Although I’ve been a loyal patron of this salon for about 3 or 4 years now, I can’t say that I know any of the stylists intimately well. I do know, however, that the group is comprised of several women from a number of African Nations. Some have families with children, some are single and dating. Some are Christian, some practice the Islamic faith. Some are students, others are stay-at-home moms when not at the salon. But they all work hard and do an excellent job.
On this ordinary Saturday that marks the beginning of the national Pride celebration and the 50th anniversary of the Stonewall Riots, I witnessed the best of America. A beautiful woman came to this country years ago and started her own business, where she employs other women. They all do their part to meet client expectations, with no reservation about what that client looks like or who that client loves or how that client identifies.
What I saw in these interactions was humanity. They treated this person the way any person deserves to be treated. They did not blame maltreatment on religion, or hatred on State rights. They simply showed love and received love in return.
As a Christian, I am hurt when I hear other supposed followers of Christ defend degrading comments and disgraceful acts based on an interpretation of one verse about sex. What would happen if we truly lived out the literally hundreds of verses on love? What if we heeded the commandment that God gave to Samuel?

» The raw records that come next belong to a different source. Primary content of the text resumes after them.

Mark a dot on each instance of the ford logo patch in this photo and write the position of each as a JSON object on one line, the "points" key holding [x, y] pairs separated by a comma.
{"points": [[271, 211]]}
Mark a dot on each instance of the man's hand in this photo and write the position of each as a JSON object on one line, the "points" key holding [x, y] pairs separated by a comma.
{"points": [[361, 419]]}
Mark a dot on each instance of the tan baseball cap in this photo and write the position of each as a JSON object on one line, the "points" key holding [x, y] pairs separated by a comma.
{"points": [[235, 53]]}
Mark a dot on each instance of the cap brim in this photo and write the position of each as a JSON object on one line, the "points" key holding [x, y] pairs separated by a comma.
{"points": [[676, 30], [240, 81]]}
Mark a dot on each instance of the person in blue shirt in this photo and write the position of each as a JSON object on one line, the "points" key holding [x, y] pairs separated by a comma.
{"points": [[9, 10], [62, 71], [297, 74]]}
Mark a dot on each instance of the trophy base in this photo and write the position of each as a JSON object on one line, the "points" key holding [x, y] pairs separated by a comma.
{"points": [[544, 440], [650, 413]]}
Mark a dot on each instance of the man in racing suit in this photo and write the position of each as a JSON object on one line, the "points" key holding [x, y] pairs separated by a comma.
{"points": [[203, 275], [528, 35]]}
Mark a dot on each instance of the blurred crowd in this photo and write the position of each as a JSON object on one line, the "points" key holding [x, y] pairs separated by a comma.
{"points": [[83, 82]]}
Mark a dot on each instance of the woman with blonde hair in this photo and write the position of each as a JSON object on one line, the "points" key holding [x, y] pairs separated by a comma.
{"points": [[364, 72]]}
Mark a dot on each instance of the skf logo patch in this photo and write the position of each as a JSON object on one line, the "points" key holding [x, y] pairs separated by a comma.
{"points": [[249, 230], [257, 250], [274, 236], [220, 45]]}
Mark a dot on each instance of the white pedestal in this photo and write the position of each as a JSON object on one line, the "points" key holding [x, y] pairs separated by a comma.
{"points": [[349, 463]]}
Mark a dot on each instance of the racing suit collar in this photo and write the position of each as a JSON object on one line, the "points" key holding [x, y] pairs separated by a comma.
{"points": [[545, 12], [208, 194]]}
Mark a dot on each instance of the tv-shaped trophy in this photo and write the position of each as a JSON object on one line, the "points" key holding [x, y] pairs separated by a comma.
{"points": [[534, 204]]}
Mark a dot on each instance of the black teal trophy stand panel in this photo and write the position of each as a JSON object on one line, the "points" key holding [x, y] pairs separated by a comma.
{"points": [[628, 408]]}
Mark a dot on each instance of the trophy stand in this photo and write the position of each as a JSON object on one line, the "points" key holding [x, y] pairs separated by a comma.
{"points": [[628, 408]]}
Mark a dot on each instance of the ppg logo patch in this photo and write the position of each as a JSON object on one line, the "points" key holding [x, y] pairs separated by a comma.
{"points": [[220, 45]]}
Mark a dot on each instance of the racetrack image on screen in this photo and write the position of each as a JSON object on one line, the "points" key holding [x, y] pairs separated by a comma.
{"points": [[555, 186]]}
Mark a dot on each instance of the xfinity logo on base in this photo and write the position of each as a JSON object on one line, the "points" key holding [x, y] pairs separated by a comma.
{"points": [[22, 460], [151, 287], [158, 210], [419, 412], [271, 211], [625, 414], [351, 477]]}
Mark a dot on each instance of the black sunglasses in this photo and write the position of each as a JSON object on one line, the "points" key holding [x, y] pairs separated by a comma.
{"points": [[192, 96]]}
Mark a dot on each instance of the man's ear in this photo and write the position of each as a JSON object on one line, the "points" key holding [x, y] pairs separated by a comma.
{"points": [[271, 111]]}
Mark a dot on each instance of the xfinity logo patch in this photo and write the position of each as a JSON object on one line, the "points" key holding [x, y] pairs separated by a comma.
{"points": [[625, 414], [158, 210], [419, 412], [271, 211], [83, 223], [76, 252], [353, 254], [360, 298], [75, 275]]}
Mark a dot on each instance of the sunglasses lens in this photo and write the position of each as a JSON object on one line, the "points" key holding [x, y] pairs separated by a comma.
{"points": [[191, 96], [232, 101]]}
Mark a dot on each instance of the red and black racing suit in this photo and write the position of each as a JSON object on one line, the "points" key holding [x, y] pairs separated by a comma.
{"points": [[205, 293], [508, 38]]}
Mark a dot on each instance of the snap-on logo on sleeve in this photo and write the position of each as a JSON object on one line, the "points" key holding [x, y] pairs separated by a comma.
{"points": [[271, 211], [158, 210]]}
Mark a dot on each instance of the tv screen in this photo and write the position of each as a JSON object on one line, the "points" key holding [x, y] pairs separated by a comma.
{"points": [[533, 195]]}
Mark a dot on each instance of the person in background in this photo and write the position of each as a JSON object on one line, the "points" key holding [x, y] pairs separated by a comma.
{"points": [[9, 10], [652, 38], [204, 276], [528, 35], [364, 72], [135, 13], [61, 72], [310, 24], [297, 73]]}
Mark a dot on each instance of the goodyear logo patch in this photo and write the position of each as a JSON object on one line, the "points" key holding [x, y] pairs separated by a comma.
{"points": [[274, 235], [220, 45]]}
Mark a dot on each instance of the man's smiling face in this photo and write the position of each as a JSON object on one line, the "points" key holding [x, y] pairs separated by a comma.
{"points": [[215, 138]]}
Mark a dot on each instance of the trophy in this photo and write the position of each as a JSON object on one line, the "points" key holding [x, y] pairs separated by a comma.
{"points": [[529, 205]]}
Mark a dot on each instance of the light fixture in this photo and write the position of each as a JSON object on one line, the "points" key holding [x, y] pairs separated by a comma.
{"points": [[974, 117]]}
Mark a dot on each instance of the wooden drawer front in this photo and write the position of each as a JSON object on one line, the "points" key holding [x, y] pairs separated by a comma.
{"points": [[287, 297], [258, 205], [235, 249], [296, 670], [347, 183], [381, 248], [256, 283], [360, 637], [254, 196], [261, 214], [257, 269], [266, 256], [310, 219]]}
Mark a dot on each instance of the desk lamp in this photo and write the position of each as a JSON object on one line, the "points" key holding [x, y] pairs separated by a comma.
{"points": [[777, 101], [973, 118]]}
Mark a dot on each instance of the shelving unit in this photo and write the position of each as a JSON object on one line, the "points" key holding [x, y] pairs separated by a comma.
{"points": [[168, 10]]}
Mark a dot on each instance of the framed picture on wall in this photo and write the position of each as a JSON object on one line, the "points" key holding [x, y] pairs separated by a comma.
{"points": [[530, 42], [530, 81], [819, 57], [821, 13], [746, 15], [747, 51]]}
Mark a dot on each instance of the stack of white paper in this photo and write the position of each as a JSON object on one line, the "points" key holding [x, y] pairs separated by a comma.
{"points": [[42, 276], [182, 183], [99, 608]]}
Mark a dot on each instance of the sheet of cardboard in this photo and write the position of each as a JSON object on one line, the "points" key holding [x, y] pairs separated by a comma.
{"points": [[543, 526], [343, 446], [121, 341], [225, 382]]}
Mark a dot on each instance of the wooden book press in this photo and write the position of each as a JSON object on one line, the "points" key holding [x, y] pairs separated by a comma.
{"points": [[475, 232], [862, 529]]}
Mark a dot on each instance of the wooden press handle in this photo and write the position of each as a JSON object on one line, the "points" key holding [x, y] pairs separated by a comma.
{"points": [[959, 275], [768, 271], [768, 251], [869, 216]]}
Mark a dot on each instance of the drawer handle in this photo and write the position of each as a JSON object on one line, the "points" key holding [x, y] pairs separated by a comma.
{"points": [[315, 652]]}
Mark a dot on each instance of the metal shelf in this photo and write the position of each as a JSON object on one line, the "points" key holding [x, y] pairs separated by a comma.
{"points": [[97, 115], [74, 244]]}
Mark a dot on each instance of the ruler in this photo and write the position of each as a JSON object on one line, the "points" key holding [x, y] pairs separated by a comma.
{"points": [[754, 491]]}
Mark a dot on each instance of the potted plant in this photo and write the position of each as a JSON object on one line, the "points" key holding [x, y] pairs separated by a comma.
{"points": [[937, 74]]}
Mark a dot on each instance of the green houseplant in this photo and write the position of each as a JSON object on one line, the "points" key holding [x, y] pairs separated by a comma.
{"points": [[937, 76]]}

Do not consider his appearance or his height, for I have rejected him. The Lord does not look at the things people look at. People look at the outward appearance, but the Lord looks at the heart. – 1 Samuel 16:7
It takes strength to move thousands of miles from home and embark upon an entrepreneurial venture. It takes strength to succeed in a society that often roots against you. But sometimes it takes strength to simply exist in a world that does not know how to love you.